6. Impact, Standards, and Community Practices

EndoVis is not only a technical contest but serves as the field standard for dataset design, annotation practice, unbiased benchmarking, and transparent algorithmic reporting. Adherence to guidelines such as Metrics Reloaded and BIAS (Rueckert et al., 22 Jul 2025) ensures replicable, fair, and robust comparative analyses. All major datasets (e.g., CholecT50, EndoNeRF, SCARED, PitVis, PhaKIR) are released under open licensing protocols with documented annotation, ethical approval, and, increasingly, multi-institutional provenance.

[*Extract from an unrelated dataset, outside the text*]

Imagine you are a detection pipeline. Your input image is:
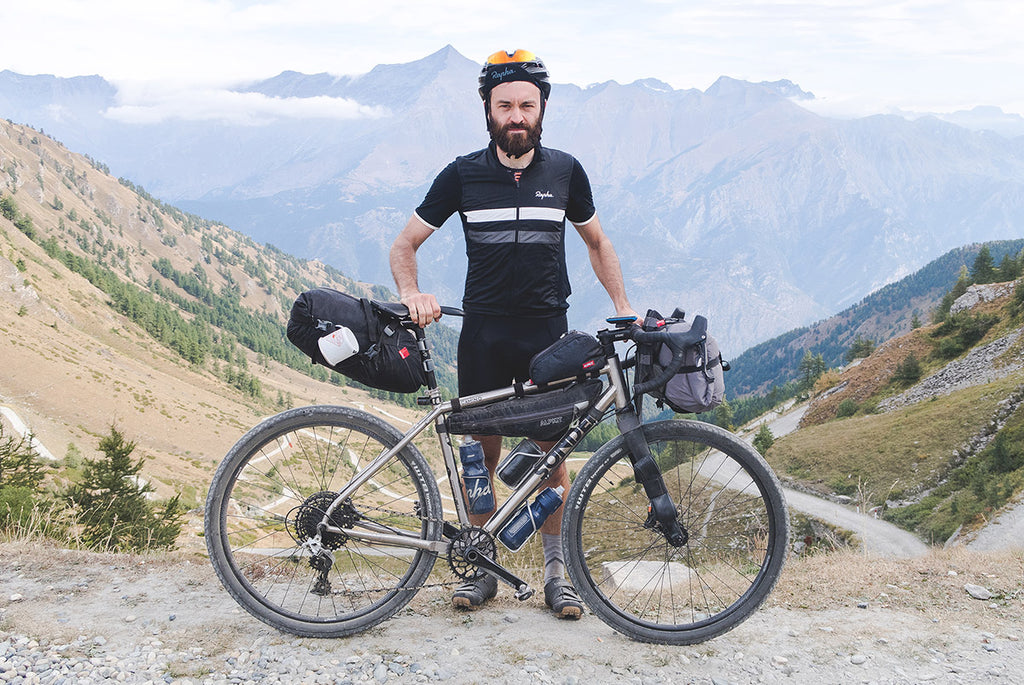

EndoVis Tools and Evaluation Protocols ───────────────────────────────────── Component | Description | Notable Implementation --------------------------------------------------|--------------------------------------------------|------------------------ Dataset standardization | Multi-center, multi-class annotation, bootstrapping| PhaKIR (Rueckert et al., 22 Jul 2025), SCARED (Allan et al., 2021) Metrics protocols | Composite scores (DSC, mAP, mDERS, OKS, BA, HD95) | EndoDepth (Reyes-Amezcua et al., 30 Sep 2024), PhaKIR (Rueckert et al., 22 Jul 2025) Open-source code, docker templates | Facilitate community engagement, reproducibility | CholecTriplet2022 (Nwoye et al., 2023) Multi-track, temporally linked benchmarking | Enables cross-task, downstream integration | PitVis (Das et al., 2 Sep 2024), SegSTRONG-C (Ding et al., 16 Jul 2024)

The EndoVis Challenge defines and catalyzes the technical frontier for scene understanding in surgical vision, encouraging convergence on standardized datasets, objective evaluation, robust multi-task algorithms, and clinically meaningful, reproducible results.

7. Future Directions and Open Problems

Several avenues merit further exploration:

Temporal, Spatio-Contextual Integration: Unified spatial-temporal and cross-task architectures (e.g., tool tracking and workflow with mutual priors).
Universal Robustness: Simulation-in-the-loop, uncertainty-driven correction, and adaptive normalization for all major artifact types.
Multi-modal Fusion: Incorporating kinematic signals, stereo/depth inputs, and audio for comprehensive real-time guidance.
Human-centric Annotation and Usage: Expansion to human datasets, risk structure maps, explainable assistance, and federated multicenter data acquisition.
Benchmark Expansion and Standards: Regular updates to datasets, inclusion of new surgical procedures, richer annotation targets (scene graphs, biophysical signals).

EndoVis remains the definitive community reference for benchmarking, algorithmic innovation, and deployment standards in computer vision for endoscopy, catalyzing progress from lab to operating theater.